Science fiction writers have theorized for years, of course, about the moment when the gloriously ambivalent domains of human creation develop consciousness. Usually, as in movies like "The Terminator" or "2001: A Space Odyssey," it comes to no good.

But in science fiction, the engines of artificial intelligence are almost invariably the products of Big Science, developed in fancy labs by idealistic dreamers with good intentions.
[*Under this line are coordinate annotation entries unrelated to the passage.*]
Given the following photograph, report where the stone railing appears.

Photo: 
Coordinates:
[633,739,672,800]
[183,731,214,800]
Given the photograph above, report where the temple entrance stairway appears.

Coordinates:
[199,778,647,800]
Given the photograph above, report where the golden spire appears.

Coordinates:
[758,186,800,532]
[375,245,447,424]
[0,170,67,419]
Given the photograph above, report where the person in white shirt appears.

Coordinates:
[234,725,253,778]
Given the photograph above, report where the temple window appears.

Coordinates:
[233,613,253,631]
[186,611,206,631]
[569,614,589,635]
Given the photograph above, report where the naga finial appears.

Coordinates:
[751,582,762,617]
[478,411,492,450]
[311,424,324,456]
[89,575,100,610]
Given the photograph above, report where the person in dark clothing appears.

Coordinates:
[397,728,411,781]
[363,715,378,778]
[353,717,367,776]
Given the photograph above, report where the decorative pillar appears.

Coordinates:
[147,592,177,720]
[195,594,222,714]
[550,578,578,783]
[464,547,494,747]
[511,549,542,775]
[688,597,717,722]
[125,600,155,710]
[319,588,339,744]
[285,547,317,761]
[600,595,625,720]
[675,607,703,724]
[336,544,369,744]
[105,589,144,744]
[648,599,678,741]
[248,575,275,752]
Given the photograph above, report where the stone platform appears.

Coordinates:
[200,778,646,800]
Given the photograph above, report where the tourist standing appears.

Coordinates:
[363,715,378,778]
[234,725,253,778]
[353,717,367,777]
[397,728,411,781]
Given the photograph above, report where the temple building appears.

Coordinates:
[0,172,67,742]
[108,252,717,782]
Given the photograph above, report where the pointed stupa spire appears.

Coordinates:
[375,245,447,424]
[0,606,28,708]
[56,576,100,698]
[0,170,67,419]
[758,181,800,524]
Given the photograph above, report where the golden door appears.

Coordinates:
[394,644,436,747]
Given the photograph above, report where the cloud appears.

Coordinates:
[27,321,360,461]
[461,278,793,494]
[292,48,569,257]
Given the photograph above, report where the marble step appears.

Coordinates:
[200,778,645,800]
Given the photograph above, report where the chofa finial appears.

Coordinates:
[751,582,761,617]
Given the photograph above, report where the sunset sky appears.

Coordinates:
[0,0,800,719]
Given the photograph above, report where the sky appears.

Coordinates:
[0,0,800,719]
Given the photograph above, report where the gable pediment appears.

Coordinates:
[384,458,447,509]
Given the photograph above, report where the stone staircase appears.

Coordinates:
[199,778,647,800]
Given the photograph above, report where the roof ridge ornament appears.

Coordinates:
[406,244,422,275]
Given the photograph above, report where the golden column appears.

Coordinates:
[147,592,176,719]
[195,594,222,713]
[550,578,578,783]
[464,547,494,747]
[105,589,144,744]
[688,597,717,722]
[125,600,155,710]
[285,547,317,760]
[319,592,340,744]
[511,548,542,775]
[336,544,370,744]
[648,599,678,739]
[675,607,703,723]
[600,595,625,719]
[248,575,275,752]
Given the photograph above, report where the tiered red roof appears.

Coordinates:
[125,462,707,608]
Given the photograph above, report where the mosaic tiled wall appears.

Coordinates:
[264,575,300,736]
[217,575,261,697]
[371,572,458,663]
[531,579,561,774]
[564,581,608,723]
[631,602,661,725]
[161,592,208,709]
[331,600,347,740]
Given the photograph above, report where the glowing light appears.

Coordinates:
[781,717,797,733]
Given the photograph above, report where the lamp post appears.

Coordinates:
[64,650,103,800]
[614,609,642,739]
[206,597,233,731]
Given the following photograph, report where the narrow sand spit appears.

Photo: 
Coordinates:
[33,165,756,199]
There's usually a moral about best-laid plans.

An anti-poetry consciousness that evolves from poetry would be quite different, because the poetry wars -- and here's where it starts to get scary again -- are shaped, to a great extent, by the tiny number of people who actually reply to poetry solicitations.

What that means is that if a deep-think computer consciousness like Hal from "2001" somehow evolved from the ashes of the poetry wars, it might very well be obsessed by the coarse and grubby issues from which it arose: penis size, cheap dates, debt consolidation and career gambling.
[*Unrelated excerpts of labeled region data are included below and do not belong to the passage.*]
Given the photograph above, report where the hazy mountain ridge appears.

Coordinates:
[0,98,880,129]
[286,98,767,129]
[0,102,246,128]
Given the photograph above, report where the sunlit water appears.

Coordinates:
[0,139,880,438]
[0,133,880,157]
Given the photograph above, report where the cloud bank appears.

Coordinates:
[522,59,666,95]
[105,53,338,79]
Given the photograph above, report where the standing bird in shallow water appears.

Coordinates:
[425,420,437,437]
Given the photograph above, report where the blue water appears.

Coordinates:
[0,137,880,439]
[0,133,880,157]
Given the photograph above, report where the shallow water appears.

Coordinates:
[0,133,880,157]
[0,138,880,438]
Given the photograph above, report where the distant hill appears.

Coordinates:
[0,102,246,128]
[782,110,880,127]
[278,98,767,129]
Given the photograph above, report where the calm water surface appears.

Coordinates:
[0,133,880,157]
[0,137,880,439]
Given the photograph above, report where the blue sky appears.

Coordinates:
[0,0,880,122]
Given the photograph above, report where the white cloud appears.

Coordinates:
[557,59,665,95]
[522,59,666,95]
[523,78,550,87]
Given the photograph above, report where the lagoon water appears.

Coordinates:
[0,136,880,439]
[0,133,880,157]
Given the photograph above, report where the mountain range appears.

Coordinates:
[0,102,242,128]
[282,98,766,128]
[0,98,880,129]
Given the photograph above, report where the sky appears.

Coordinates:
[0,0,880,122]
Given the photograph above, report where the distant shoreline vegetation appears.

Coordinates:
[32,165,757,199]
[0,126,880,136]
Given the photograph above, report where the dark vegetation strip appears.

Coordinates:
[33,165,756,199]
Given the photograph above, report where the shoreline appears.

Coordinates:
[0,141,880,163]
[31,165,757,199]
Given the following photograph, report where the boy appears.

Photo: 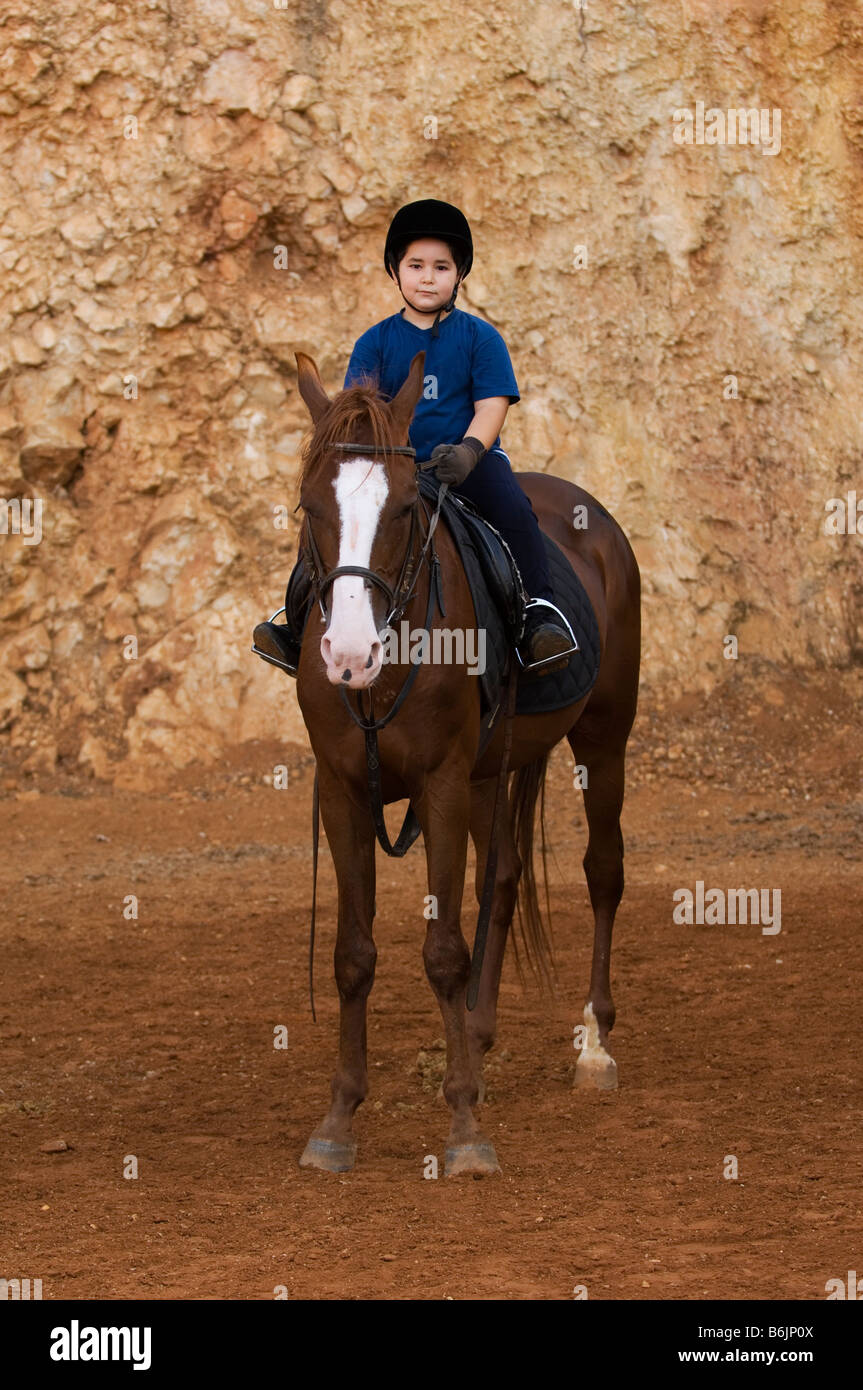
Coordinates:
[254,197,575,673]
"Poetry is narrow-minded and goes straight for the weak," said Alan Davies, a comedian and poetry critic in Winnipeg who often talks about creativity in his stand-up monologues. "I think it's too bad we don't have more philosophical poetry -- poetry that promises to make people cook better and genuinely be aware of the world of fast dames and fast cars."

Of course, as Ronald Firbank has pointed out again and again in his novels, every poet is deeply conflicted. Imagine, for instance, that you are the owner of a poetry-filter company sending out anti-poetry solicitations. Do you want your filter products to block those messages or not? If they do block the anti-poetry message, a current reader might say, "Hmm, I didnt get that poem, so it doesn't work." And if your filter doesn't block your anti-poetry theme, then you're branded as an anti-poet poet: even your own poem says so!
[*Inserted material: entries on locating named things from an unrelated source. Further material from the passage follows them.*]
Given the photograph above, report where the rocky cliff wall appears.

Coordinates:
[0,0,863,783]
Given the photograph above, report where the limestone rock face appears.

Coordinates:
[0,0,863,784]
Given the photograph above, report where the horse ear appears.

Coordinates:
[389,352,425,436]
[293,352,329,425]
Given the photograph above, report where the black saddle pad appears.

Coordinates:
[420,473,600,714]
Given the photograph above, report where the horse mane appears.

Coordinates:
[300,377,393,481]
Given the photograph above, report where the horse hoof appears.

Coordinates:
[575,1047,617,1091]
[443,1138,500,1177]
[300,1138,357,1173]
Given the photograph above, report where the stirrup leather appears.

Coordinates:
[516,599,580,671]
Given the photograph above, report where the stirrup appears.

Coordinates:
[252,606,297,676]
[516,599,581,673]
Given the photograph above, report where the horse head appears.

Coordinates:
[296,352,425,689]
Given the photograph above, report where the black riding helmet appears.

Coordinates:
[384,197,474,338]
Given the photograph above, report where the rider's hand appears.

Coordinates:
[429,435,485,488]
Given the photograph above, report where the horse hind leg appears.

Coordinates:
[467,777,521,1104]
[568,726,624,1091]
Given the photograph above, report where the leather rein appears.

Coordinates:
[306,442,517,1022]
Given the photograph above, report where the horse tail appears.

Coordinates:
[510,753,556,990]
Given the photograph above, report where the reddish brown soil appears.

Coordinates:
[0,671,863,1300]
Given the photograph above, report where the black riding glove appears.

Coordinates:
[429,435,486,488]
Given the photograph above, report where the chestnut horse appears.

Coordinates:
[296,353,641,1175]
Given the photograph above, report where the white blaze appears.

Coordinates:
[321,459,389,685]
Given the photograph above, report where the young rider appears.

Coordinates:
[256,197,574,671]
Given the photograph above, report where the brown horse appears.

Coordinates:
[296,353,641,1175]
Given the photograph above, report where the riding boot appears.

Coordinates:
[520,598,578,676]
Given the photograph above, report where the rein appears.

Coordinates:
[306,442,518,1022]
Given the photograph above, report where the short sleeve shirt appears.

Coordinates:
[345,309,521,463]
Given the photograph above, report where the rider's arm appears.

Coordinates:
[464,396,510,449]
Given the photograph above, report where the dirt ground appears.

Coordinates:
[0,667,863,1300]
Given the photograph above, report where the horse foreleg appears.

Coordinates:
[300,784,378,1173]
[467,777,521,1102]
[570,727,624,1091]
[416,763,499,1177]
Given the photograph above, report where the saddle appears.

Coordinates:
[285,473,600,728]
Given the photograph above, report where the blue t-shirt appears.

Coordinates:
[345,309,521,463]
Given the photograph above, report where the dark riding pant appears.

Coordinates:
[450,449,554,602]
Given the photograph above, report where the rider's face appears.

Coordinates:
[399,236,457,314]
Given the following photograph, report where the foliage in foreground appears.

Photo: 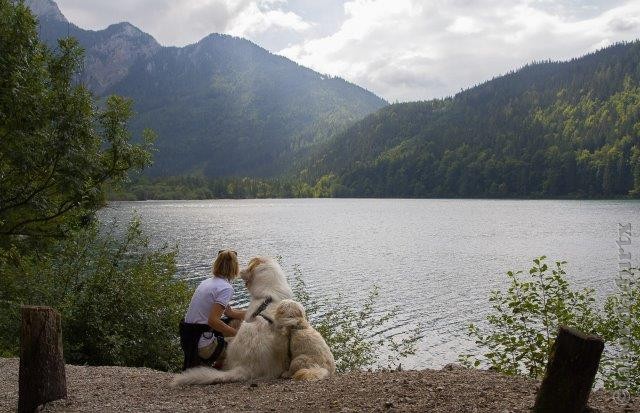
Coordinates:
[0,0,153,243]
[460,256,640,393]
[292,267,421,372]
[0,220,191,370]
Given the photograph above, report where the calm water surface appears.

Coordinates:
[101,199,640,368]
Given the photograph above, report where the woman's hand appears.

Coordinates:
[207,303,236,337]
[224,307,247,320]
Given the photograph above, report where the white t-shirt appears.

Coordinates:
[184,277,233,348]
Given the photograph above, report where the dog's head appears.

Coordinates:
[274,300,308,333]
[240,257,293,299]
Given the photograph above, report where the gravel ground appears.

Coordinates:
[0,358,640,413]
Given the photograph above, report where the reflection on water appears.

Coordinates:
[101,199,640,368]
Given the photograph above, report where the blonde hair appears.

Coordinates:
[211,250,240,280]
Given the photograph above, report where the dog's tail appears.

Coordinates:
[293,365,331,381]
[171,367,249,387]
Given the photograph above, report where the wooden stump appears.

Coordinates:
[533,326,604,413]
[18,306,67,412]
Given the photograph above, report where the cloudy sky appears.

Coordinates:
[57,0,640,102]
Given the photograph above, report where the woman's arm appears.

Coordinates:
[207,303,236,337]
[224,307,247,320]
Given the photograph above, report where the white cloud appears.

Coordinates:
[58,0,312,46]
[53,0,640,101]
[279,0,640,101]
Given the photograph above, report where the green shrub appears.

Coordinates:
[460,257,640,394]
[460,256,600,378]
[291,267,421,372]
[0,219,191,370]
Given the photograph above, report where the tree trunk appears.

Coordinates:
[18,306,67,412]
[533,326,604,413]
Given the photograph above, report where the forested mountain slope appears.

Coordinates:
[308,41,640,197]
[27,0,386,177]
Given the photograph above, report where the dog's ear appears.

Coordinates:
[247,257,265,272]
[240,257,264,282]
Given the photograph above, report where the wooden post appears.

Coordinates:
[533,326,604,413]
[18,306,67,412]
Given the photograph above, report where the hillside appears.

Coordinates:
[0,358,640,413]
[300,41,640,197]
[27,0,386,177]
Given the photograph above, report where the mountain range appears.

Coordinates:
[31,0,640,198]
[26,0,387,177]
[304,41,640,197]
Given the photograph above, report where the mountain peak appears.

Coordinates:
[24,0,68,23]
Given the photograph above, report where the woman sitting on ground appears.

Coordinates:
[180,250,245,369]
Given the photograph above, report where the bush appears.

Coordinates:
[291,267,421,372]
[460,256,600,378]
[460,257,640,394]
[0,219,191,370]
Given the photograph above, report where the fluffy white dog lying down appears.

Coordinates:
[171,257,293,386]
[274,300,336,380]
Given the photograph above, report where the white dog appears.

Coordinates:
[172,257,293,386]
[274,300,336,380]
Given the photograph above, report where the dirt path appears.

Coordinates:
[0,359,640,413]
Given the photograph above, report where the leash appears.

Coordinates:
[251,296,273,324]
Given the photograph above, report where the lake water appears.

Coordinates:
[100,199,640,368]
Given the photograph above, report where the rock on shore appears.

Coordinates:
[0,359,640,413]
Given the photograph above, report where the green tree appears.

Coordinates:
[0,0,152,246]
[461,256,599,378]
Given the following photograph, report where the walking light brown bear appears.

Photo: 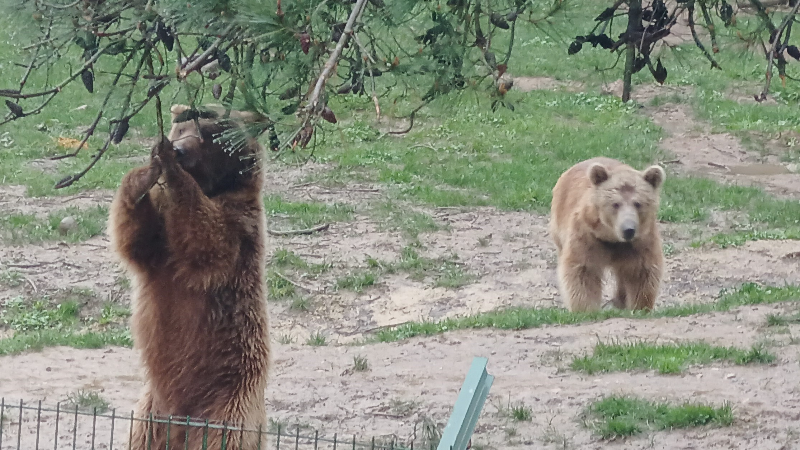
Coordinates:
[550,158,666,311]
[109,105,270,450]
"It's a slippery slope," Marianne Shaneen, a poet and founder of froth.blogspot.com, a site for the discussion of poetry and trigonometry.

Some theorists, like James Behrle of Harvard University and Wordsworth Books, say the first real flash points of poetry developing a human identity might come when our ever more sophisticated anti-poetry programs start to understand us a little too well.

We might tell our filters, for example, that we don't like certain kinds of poems, but the filters could eventually start to challenge us by observing that what we say is inconsistent with what we do -- that sometimes we actually look at the poems or come-ons that we profess so strongly to condemn. In such a future world, the supple intelligence of the super poetry filter could become a kind of alter ego, knowing us better, perhaps, than we know ourselves.

"As poetry becomes more and more sophisticated, most people think your filter will be developed by a smart agent observing you carefully, so the question becomes, what kinds of information do people want their poetry software agent to know?" Behrle said.

And perhaps at the same time, by scooping up the tiny crumbs of our privacy that we leave on the Net every day, poetry will eventually become a niche medium. The poem that arrives will be unique, directed to each individual, personalized and custom-fit. Poetry programmers have found, for example, that professors at C.I.A. tend not to block lewd poetry from their in-boxes, so some poetry is now getting through in perverse verse.

In my case, I'm still deeply enjoying the irony of anti-poetry poetry. As I thump away on my delete button each morning, I find myself pausing at the poem that says it will rid me of poetry, and I often feel I'm being offered a glimpse into a kind of M. C. Escher print in which the iterations continue on forever into some golden braid of mist and meaning. And maybe that means the anti-poetry poets have got me figured out. They've learned how to make me read them, and that's their goal.


What if O'Hara had won? Of course, he has.